“Jesus wept.” Arguably, two of the most impactful words in the Bible carry a deeper meaning than can be seen just from the surface. Jesus was perfect. He healed the sick, raised the deceased to life, and lived without sin. Jesus also felt emotions. When the news of Lazarus’ passing spread to Jesus, it drove Him to return to the land of a people that wanted to stone Him. The Bible says Jesus loved Lazarus, but also loved his sisters, Martha and Mary. When He arrived at Lazarus’ grave, Jesus saw Mary weeping, along with others from her community sharing in her grief. Sometimes, a friend in need is waiting for help and a solution is what’s needed. Other times, a friend just wants to be heard. A friend simply wants others to share in their loss, shoulder their burden, and process their pain alongside them; that is exactly what Jesus chose to do. Jesus wept. (John 11:35)
Recently, a Rohingya woman that has been involved in the GoTEN community for several years tragically lost a baby at birth. A parent losing a child is a type of pain that is unimaginable to a person that has not experienced it, but it’s safe to assume that the pain is better processed with support. In the days following the tragedy, two GoTEN team members spent time in the grieving mother’s home. When she needed someone to weep with, they wept. When she needed someone to talk to, they listened. Just as Jesus felt for his friends, made time for them, and shared in their loss, our staff stepped up to do the same for their friend.

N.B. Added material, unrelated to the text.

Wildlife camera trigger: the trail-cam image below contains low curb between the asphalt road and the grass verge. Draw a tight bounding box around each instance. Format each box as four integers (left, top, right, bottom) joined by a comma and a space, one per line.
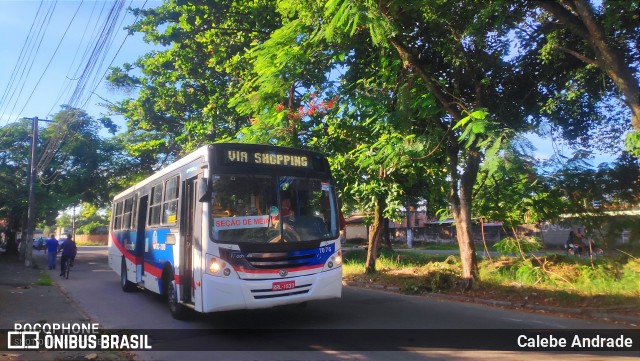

Ultimately, Jesus brought Lazarus back to life. Before he did so, he perfectly modeled what it looks like to be there for someone. He showed the world in many ways, including this one, how to love selflessly. The Rohingya people, and refugees as a whole, regularly experience grief. When presented the opportunity, it is our calling, command in fact, to do as Jesus did and stand with our friends.